Chinese entities have obtained advanced Nvidia GPUs for AI and HPC applications despite U.S. restrictions through an advanced underground smuggling network from third-party countries. The U.S. government is unhappy about this, so it plans to implement new regulations to limit Chinese companies from acquiring these AI GPUs from intermediary countries. The rule will purportedly go into effect by the end of the month, reports the South China Morning Post.

The proposed regulations, reportedly developed by Commerce Secretary Gina Raimondo and National Security Advisor Jake Sullivan, would include national quotas on GPU exports and a global licensing system with reporting requirements. These steps target countries that are major transshipment hubs but are not yet subject to U.S. export restrictions. They address a key vulnerability in current policies that allows hardware to be re-exported to restricted countries.

National quotas on GPU exports will somewhat restrict the development of AI infrastructure in various countries. However, facing AI GPU shortages for their AI development, these countries will unlikely tolerate re-exporting this hardware to China.

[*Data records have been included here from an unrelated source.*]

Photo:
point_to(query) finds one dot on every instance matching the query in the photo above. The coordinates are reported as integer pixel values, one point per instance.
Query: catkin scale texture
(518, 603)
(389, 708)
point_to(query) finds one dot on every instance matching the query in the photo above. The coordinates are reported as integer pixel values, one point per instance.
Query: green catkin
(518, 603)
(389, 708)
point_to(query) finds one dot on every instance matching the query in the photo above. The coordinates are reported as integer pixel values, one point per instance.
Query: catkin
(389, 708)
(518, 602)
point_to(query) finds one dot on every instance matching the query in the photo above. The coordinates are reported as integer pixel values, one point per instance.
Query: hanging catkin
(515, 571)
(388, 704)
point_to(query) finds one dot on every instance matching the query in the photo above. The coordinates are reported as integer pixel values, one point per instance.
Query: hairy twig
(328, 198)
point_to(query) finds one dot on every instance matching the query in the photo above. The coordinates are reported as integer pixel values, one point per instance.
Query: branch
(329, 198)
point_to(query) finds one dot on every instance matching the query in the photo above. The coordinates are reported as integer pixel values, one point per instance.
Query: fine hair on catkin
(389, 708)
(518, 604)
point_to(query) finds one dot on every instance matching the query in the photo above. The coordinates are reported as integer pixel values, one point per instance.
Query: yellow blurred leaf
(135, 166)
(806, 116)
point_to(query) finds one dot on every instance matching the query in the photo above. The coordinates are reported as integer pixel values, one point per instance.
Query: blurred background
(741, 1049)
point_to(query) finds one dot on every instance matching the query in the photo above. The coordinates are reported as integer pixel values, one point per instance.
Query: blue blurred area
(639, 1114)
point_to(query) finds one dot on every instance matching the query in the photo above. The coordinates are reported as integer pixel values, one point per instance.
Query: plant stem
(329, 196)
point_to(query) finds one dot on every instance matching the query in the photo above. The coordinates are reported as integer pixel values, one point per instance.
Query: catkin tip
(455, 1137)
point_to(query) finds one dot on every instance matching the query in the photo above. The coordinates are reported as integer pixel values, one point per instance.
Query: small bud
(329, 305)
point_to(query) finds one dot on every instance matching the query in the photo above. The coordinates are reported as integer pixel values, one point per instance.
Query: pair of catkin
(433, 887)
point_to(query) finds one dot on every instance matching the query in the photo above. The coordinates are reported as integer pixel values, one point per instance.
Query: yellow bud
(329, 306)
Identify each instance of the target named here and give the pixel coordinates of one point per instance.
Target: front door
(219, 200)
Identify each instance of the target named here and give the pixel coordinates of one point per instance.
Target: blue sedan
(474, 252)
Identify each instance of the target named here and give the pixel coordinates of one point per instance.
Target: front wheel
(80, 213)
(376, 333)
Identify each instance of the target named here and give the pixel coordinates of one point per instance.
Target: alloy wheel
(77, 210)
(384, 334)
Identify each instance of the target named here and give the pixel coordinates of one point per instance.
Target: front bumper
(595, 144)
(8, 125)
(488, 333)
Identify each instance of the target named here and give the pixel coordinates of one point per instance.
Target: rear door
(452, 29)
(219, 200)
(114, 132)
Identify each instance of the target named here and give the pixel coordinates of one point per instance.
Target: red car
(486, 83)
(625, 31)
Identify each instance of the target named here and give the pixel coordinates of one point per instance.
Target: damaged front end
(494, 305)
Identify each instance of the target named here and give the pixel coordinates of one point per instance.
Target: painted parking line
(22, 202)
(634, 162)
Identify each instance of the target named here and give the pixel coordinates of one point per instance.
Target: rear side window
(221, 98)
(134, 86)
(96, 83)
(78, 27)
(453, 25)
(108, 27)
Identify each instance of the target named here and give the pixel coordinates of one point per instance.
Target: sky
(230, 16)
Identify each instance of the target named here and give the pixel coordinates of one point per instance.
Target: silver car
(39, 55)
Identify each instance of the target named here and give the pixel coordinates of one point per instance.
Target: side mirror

Furthermore, companies with access to advanced AI GPUs, like Nvidia's offerings, such as the H200 or B200, will sell these products to legitimate local customers rather than little-known entities.

Chinese entities mainly used certain Middle Eastern countries, Malaysia, Singapore, and Taiwan, to get restricted GPUs, including Nvidia's latest H200 GPU. Although Saudi Arabia and the United Arab Emirates faced restrictions, other countries in the region did not, so some of them were used to re-export advanced Nvidia GPUs to China. Also, the U.S. Department of Justice (DoJ) is investigating Supermicro's possible violations of U.S. export regulations to China and Russia by using Taiwan-based companies to re-export its advanced AI servers to the aforementioned countries.

In compliance with U.S. export rules, Nvidia does not sell its latest GPUs to Chinese entities or even ship these devices to Chinese sites. However, Nvidia supplies its H100 and H200 processors to major clients, who use them to produce and sell AI servers, and resellers could abuse the purchasing system to ship systems to intermediaries that then smuggle the GPUs into China. 

Although all parties assert compliance with U.S. export regulations and claim to address violations when identified, sales to smaller intermediaries often bypass their control and feed into smuggling operations. Consequently, as of August, over 70 vendors were openly advertising these restricted processors online in China, with several promising deliveries of standalone GPUs or complete servers in weeks.